In the past, Skyworks provided power amplifier modules (PAM), diversity receive (DRx) modules, and other types of chips for Apple's devices. In the iPhone 12, it bundles many of those chips together in its Sky5 RF (radio frequency) module, which also powers Samsung and Huawei's 5G phones.

How fast is Skyworks growing?

In fiscal 2019, Skyworks' revenue and adjusted earnings fell 13% and 15%, respectively, as sluggish smartphone sales, exacerbated by U.S. sanctions against Huawei, offset its stronger sales of IoT and analog chips.

A network of wireless connections across a city.

Image source: Getty Images.

In fiscal 2020, Skyworks' revenue dipped less than 1% to $3.38 billion, mainly due to its loss of Huawei's business (which accounted for 10% of its sales back in 2017 but dropped to about 3% by the fourth quarter of 2020) and disruptions from the COVID-19 pandemic.

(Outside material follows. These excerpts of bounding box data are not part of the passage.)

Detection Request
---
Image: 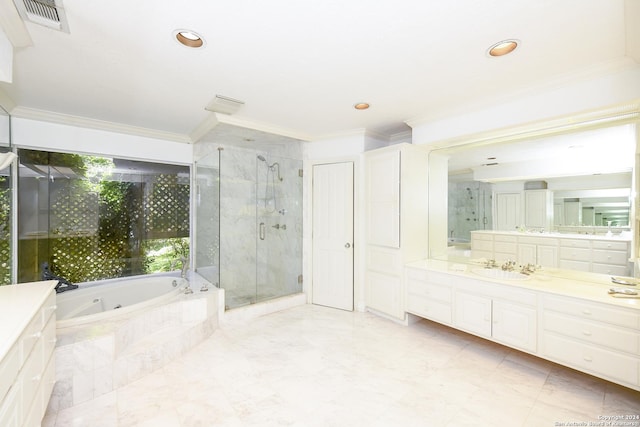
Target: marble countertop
[0,280,58,360]
[471,230,631,242]
[406,259,640,311]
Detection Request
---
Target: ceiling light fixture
[173,30,204,48]
[487,39,520,57]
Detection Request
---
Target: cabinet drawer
[593,240,628,252]
[471,233,493,240]
[493,242,518,255]
[518,236,558,246]
[471,239,493,252]
[493,234,518,243]
[591,264,629,276]
[543,312,640,354]
[558,259,591,271]
[407,279,452,304]
[592,249,629,265]
[407,295,452,325]
[542,332,640,386]
[560,239,591,249]
[560,247,591,262]
[543,295,640,329]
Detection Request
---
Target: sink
[471,268,531,280]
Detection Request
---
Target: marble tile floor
[43,305,640,427]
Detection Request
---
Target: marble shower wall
[447,181,493,240]
[196,135,303,308]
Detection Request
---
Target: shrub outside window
[18,149,190,283]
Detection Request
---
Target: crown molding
[10,107,192,144]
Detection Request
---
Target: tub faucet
[42,262,78,294]
[180,257,189,280]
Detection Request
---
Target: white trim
[10,107,192,144]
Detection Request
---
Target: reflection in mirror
[438,124,636,274]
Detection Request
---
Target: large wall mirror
[432,123,637,274]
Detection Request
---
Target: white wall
[11,117,193,164]
[408,64,640,146]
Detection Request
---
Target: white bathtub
[48,274,224,413]
[56,276,187,328]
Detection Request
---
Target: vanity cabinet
[0,281,57,427]
[524,190,553,230]
[453,279,537,353]
[514,236,558,268]
[541,295,640,390]
[364,144,429,320]
[406,268,453,325]
[471,230,631,276]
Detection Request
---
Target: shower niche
[195,140,303,309]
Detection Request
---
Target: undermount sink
[471,268,531,280]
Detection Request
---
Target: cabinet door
[524,190,553,229]
[518,243,538,265]
[495,193,522,231]
[536,245,558,268]
[455,292,491,338]
[492,300,536,352]
[366,151,400,248]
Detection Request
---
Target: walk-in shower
[195,146,302,308]
[447,181,492,245]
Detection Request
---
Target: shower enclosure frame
[194,146,303,309]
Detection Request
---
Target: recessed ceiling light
[487,39,520,57]
[173,30,204,48]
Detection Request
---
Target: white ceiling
[0,0,635,144]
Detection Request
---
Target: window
[18,149,190,283]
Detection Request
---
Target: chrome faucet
[180,257,189,280]
[500,260,516,271]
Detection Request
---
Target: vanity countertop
[471,230,631,242]
[0,280,58,360]
[406,259,640,310]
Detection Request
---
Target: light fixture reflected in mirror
[0,151,18,170]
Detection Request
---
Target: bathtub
[56,276,187,328]
[48,274,224,413]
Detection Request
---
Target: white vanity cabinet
[0,281,56,427]
[524,190,553,231]
[364,144,429,320]
[453,279,537,353]
[540,295,640,390]
[516,236,558,268]
[406,267,453,325]
[471,230,631,276]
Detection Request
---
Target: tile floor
[43,305,640,427]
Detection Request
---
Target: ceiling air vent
[14,0,69,33]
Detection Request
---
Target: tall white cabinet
[364,144,428,320]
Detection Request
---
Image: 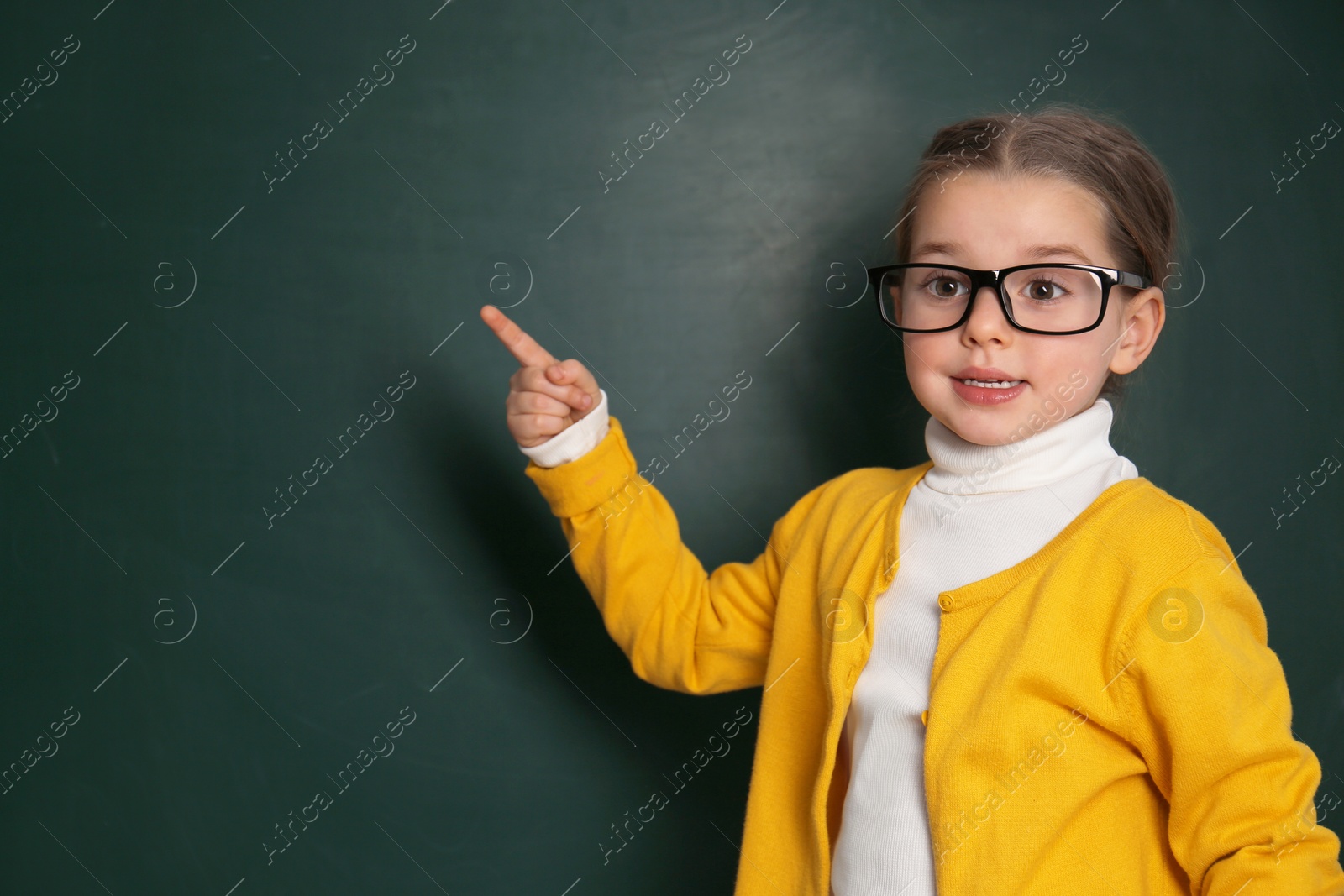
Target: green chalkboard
[0,0,1344,896]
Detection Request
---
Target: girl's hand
[481,305,602,448]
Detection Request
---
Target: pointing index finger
[481,305,556,367]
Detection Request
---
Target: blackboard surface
[0,0,1344,896]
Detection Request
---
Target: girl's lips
[949,376,1026,405]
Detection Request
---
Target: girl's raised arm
[481,307,820,694]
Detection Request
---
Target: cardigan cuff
[522,417,649,518]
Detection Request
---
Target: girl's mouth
[949,376,1026,405]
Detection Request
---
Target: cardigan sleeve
[1116,548,1344,896]
[524,417,822,694]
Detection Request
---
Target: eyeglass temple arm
[1111,270,1153,289]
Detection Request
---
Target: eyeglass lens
[878,265,1102,332]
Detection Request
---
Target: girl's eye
[923,275,965,298]
[1023,280,1068,302]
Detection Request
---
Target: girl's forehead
[910,172,1109,265]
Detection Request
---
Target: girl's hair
[895,102,1178,405]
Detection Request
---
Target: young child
[481,105,1344,896]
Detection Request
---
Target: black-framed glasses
[869,262,1152,336]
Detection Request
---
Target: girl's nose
[963,286,1012,340]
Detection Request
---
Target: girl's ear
[1110,286,1167,374]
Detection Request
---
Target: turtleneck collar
[921,398,1118,495]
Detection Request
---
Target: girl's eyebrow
[910,240,1094,265]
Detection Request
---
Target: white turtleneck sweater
[520,391,1138,896]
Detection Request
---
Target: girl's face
[902,170,1164,445]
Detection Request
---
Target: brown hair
[895,102,1178,405]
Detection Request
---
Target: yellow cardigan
[526,417,1344,896]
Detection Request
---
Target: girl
[481,105,1344,896]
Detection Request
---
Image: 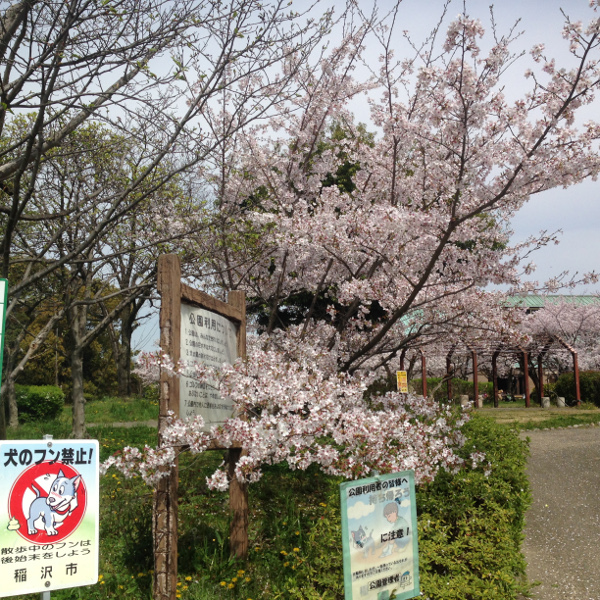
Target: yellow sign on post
[396,371,408,394]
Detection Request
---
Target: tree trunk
[0,389,6,440]
[117,309,133,397]
[71,348,87,440]
[69,305,87,440]
[5,373,19,427]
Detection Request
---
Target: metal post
[472,352,479,408]
[421,350,427,398]
[40,433,53,600]
[572,352,581,406]
[538,354,544,406]
[523,351,530,408]
[492,351,500,408]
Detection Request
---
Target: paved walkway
[523,427,600,600]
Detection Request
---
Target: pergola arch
[408,334,581,408]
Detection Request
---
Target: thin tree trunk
[71,348,87,440]
[69,305,87,439]
[0,386,6,440]
[5,373,19,427]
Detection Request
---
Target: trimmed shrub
[554,371,600,406]
[417,415,531,600]
[15,385,65,423]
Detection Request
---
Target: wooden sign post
[152,254,248,600]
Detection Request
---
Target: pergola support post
[572,351,581,406]
[471,351,479,408]
[421,350,427,398]
[446,348,454,402]
[538,354,544,406]
[492,351,500,408]
[523,351,531,408]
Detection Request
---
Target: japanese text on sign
[179,304,237,430]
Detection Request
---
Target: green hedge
[417,415,531,600]
[15,385,65,423]
[554,371,600,406]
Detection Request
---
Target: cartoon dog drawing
[27,470,81,535]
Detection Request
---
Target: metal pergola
[400,334,581,408]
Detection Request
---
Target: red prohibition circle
[8,461,87,545]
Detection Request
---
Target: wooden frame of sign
[157,254,248,600]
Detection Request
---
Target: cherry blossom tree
[107,3,600,504]
[0,0,342,436]
[523,295,600,376]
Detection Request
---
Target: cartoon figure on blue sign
[381,498,410,557]
[27,470,81,535]
[351,525,375,558]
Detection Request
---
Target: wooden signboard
[157,254,248,600]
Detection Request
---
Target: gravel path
[523,427,600,600]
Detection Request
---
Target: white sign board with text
[0,440,100,597]
[179,303,238,431]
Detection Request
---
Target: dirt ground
[522,426,600,600]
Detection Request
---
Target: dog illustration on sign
[27,470,81,535]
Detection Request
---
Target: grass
[478,403,600,430]
[8,399,343,600]
[3,399,540,600]
[56,396,158,424]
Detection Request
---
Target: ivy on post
[228,291,248,558]
[152,254,181,600]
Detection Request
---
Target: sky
[358,0,600,294]
[134,0,600,350]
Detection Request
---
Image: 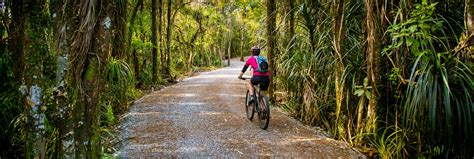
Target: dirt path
[116,57,362,158]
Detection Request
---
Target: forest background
[0,0,474,158]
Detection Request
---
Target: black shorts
[250,76,270,91]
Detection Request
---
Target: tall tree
[112,0,128,59]
[158,0,167,74]
[69,0,104,158]
[332,0,344,138]
[127,0,143,81]
[151,0,158,82]
[267,0,277,100]
[8,1,25,83]
[364,0,379,132]
[23,0,49,158]
[166,0,173,76]
[464,0,474,46]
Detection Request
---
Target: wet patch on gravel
[115,60,364,158]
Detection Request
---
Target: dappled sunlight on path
[115,60,363,158]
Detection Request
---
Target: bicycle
[237,77,270,130]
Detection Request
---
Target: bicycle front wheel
[258,96,270,130]
[245,90,255,120]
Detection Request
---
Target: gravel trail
[115,59,365,158]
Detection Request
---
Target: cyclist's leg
[247,80,253,95]
[248,76,260,95]
[259,76,270,96]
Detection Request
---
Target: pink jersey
[245,56,270,76]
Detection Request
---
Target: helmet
[251,46,260,55]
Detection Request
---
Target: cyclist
[238,46,270,102]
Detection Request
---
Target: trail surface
[115,57,363,158]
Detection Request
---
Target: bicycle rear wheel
[257,96,270,130]
[245,90,255,120]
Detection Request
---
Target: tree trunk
[69,0,102,158]
[112,0,128,59]
[50,0,73,158]
[8,1,25,84]
[365,0,378,130]
[267,0,277,101]
[464,0,474,46]
[127,0,143,55]
[24,0,49,158]
[166,0,173,77]
[151,0,158,83]
[332,0,344,139]
[158,0,167,74]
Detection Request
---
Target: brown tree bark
[267,0,277,101]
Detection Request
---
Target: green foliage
[370,127,407,159]
[106,58,135,114]
[384,1,474,156]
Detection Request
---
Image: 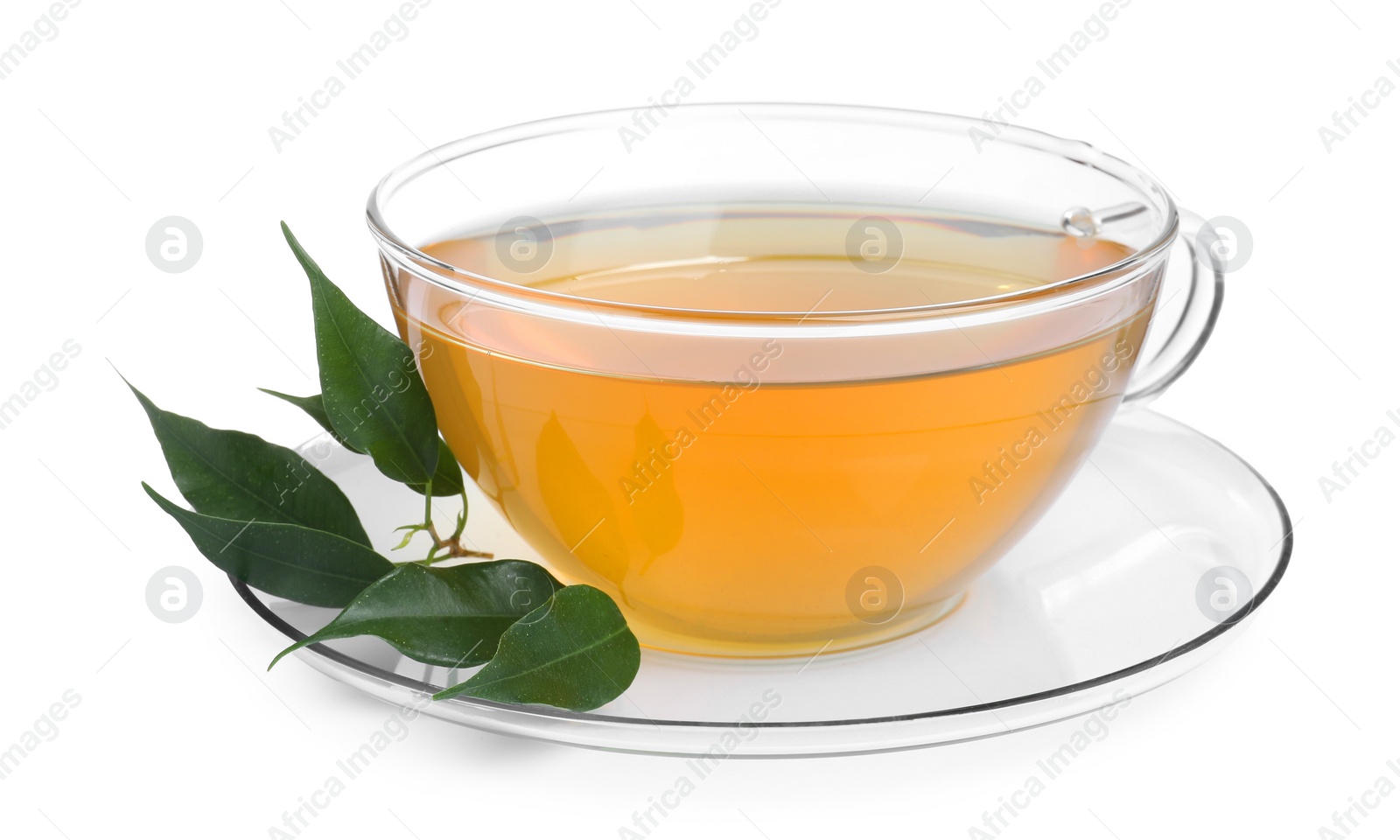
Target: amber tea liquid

As a result, Skyworks' adjusted gross margin contracted 40 basis points year over year to 50.2%, and its adjusted operating margin dropped 80 basis points to 33.7%. Its adjusted earnings dipped less than 1% as buybacks partly offset its 3% decline in net income.

Those numbers are unimpressive, but Skyworks expects its business to turn a corner in the first quarter of 2021 as its revenue rises 16%-19% year over year and its adjusted earnings grow about 23%. CFO Kris Sennesael attributes that growth to "content gains and product ramps across multiple 5G-enabled smartphone platforms" as well as "increased demand" across its other end markets.

Skyworks didn't provide any guidance for the rest of the year, but analysts expect its revenue and adjusted earnings to rise 17% and 23%, respectively, as robust orders from top customers like Apple and the broader growth of the 5G market offset its loss of Huawei's orders.

Analysts expect Skyworks' revenue and earnings to rise 9% and 14%, respectively, in fiscal 2022 as it grows its content share in 5G devices and expands its presence in the auto and infrastructure markets.

Is it the right time to buy Skyworks' stock?

Skyworks' stock has risen about 25% over the past 12 months, but it's underperformed Apple and the benchmark Philadelphia Semiconductor Index, presumably due to its tepid growth and exposure to Huawei.

However, Skyworks looks poised for stronger growth in 2021, and its stock is reasonably valued at 21 times forward earnings. Apple, which is expected to generate slower revenue and earnings growth than Skyworks over the next two years, has a higher forward P/E ratio of 31.

Skyworks also pays a decent forward dividend yield of 1.4%, and it remains committed to the ongoing buybacks that have reduced its share count by about 13% over the past five years.

Based on those facts, I believe it's the right time to buy Skyworks. It remains a good play on Apple, the broader 5G market, and the expanding IoT market, which will gradually boost its sales to non-smartphone markets. Investors should be wary of Skyworks' overwhelming dependence on Apple, but there's no reason to believe that the chipmaker will lose its top customer anytime soon.